Run Code Online (Sandbox Code Playgroud)

而且我认为这段代码不是Pythonic，因为它会重复。如果将另一个维度添加到Point类中，则需要编写一个全新的循环，如下所示：

zs = [point.z for point in points]

Run Code Online (Sandbox Code Playgroud)

所以我试图通过写这样的东西来使它更像 Pythonic：

xs, ys = zip(*[(point.x, point.y) for point in p])

Run Code Online (Sandbox Code Playgroud)

如果添加了新的维度，没问题：

xs, ys, zs = zip(*[(point.x, point.y, point.z) for point in p])

Run Code Online (Sandbox Code Playgroud)

但是当有数百万个点时，这几乎比其他解决方案慢10 倍，尽管它只有一个循环。我认为这是因为*操作员需要将数百万个参数解压到zip函数中，这很可怕。所以我的问题是：

有没有办法更改上面的代码，使其与以前和Pythonic一样快（不使用 3rd 方库）？

Answer 1

Try*_*yph 8

我刚刚测试了几种压缩Point坐标的方法，并随着点数的增加寻找它们的性能。

以下是我用来测试的功能：

def hardcode(points):
    # a hand crafted comprehension for each coordinate
    return [point.x for point in points], [point.y for point in points]


def using_zip(points):
    # using the "problematic" qip function
    return zip(*((point.x, point.y) for point in points))


def loop_and_comprehension(points):
    # making comprehension from a list of coordinate names
    zipped = []
    for coordinate in ('x', 'y'):
        zipped.append([getattr(point, coordinate) for point in points])
    return zipped


def nested_comprehension(points):
    # making comprehension from a list of coordinate names using nested
    # comprehensions
    return [
        [getattr(point, coordinate) for point in points]
        for coordinate in ('x', 'y')
    ]

Run Code Online (Sandbox Code Playgroud)

使用 timeit 我用不同的点数对每个函数的执行进行计时，结果如下：

comparing processing times using 10 points and 10000000 iterations
hardcode................. 14.12024447 [+0%]
using_zip................ 16.84289724 [+19%]
loop_and_comprehension... 30.83631476 [+118%]
nested_comprehension..... 30.45758349 [+116%]

comparing processing times using 100 points and 1000000 iterations
hardcode................. 9.30594717 [+0%]
using_zip................ 13.74953714 [+48%]
loop_and_comprehension... 19.46766583 [+109%]
nested_comprehension..... 19.27818860 [+107%]

comparing processing times using 1000 points and 100000 iterations
hardcode................. 7.90372457 [+0%]
using_zip................ 12.51523594 [+58%]
loop_and_comprehension... 18.25679913 [+131%]
nested_comprehension..... 18.64352790 [+136%]

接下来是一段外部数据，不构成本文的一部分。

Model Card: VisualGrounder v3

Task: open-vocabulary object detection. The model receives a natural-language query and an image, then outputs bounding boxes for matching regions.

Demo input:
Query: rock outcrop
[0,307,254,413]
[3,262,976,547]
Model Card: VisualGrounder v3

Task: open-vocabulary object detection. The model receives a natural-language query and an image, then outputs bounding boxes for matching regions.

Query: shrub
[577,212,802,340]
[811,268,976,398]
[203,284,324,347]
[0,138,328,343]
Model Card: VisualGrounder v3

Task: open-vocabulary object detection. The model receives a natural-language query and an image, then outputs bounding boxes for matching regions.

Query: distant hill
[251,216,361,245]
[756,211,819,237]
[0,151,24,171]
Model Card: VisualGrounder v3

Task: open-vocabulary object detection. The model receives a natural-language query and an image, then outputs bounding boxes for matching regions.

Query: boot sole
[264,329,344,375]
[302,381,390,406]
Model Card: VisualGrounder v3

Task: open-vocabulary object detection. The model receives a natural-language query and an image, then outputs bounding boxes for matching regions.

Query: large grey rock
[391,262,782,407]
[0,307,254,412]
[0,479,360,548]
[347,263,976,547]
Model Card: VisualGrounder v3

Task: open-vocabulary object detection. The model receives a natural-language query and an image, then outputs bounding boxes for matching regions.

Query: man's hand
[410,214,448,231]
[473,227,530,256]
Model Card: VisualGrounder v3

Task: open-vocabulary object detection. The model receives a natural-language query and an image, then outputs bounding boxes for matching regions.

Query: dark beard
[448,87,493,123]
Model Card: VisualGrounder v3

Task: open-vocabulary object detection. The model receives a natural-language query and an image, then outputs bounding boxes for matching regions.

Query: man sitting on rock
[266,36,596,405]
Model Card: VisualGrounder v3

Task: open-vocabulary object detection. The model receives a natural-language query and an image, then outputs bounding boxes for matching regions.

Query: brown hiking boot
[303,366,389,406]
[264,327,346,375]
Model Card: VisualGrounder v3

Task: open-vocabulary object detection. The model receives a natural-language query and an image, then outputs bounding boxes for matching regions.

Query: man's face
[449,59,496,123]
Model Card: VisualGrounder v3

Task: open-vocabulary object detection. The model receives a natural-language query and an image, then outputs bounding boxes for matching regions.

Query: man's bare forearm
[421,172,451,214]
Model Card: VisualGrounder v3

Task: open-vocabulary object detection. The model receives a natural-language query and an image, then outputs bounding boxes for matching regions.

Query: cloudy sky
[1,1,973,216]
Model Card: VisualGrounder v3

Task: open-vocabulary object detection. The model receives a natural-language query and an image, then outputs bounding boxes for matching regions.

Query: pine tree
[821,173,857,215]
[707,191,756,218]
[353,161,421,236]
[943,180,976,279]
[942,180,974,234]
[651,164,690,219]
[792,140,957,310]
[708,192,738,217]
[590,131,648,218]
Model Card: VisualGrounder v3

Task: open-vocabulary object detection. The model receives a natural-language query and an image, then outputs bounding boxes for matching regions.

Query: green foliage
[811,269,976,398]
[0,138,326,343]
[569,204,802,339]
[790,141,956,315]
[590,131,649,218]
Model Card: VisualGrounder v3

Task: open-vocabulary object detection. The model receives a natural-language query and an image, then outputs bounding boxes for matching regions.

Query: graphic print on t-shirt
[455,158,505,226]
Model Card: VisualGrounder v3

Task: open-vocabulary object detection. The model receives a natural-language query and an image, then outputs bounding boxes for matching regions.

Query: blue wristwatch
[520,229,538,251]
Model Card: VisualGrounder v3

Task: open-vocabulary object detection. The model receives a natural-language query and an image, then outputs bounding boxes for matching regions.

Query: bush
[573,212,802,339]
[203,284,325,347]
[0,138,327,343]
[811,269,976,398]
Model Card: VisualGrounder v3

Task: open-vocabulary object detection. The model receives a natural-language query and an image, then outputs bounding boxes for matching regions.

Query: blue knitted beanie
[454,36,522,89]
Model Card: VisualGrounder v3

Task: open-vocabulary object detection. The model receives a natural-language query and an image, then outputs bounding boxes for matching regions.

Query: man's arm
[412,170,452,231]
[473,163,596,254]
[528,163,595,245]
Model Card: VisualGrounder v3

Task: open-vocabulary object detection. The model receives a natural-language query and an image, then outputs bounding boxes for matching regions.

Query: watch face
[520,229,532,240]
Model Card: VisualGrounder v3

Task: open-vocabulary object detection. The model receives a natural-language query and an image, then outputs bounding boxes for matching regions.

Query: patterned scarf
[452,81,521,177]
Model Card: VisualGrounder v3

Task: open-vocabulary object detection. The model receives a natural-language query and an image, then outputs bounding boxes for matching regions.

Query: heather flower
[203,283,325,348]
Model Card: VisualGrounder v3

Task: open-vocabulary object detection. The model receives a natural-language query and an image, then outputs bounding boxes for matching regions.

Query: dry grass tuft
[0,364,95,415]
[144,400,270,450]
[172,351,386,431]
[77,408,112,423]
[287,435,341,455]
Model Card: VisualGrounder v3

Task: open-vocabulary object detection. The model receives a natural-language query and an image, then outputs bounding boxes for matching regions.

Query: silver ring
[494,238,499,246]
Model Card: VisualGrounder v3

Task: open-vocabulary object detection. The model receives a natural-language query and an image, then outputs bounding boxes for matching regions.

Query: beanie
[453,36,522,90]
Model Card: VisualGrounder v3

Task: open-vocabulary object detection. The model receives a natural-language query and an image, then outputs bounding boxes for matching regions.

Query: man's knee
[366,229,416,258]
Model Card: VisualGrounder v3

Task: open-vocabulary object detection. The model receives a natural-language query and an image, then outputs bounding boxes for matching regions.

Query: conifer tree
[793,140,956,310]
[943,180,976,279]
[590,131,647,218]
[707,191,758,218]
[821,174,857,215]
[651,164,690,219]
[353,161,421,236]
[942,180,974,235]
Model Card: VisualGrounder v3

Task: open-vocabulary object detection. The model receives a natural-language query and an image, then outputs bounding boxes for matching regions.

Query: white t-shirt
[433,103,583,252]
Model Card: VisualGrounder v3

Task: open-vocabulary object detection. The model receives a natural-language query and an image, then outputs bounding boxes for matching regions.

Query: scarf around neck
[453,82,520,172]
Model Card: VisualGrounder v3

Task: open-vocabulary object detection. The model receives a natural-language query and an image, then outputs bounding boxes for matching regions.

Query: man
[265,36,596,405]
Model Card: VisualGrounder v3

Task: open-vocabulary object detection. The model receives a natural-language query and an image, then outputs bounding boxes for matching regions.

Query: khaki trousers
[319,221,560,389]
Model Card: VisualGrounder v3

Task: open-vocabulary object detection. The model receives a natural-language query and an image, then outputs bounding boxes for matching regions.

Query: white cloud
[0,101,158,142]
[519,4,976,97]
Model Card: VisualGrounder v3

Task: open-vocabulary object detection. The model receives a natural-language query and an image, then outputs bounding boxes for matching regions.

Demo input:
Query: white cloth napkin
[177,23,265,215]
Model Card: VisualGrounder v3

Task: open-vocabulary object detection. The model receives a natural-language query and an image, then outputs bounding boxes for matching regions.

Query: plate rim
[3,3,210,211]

comparing processing times using 10000 points and 10000 iterations
hardcode................. 8.27348382 [+0%]
using_zip................ 18.23079485 [+120%]
loop_and_comprehension... 18.00183383 [+118%]
nested_comprehension..... 17.96230063 [+117%]

comparing processing times using 100000 points and 1000 iterations
hardcode................. 9.15848662 [+0%]
using_zip................ 22.70730675 [+148%]
loop_and_comprehension... 17.81126971 [+94%]
nested_comprehension..... 17.86892597 [+95%]

comparing processing times using 1000000 points and 100 iterations
hardcode................. 9.75002857 [+0%]
using_zip................ 23.13891725 [+137%]
loop_and_comprehension... 18.08724660 [+86%]
nested_comprehension..... 18.01269820 [+85%]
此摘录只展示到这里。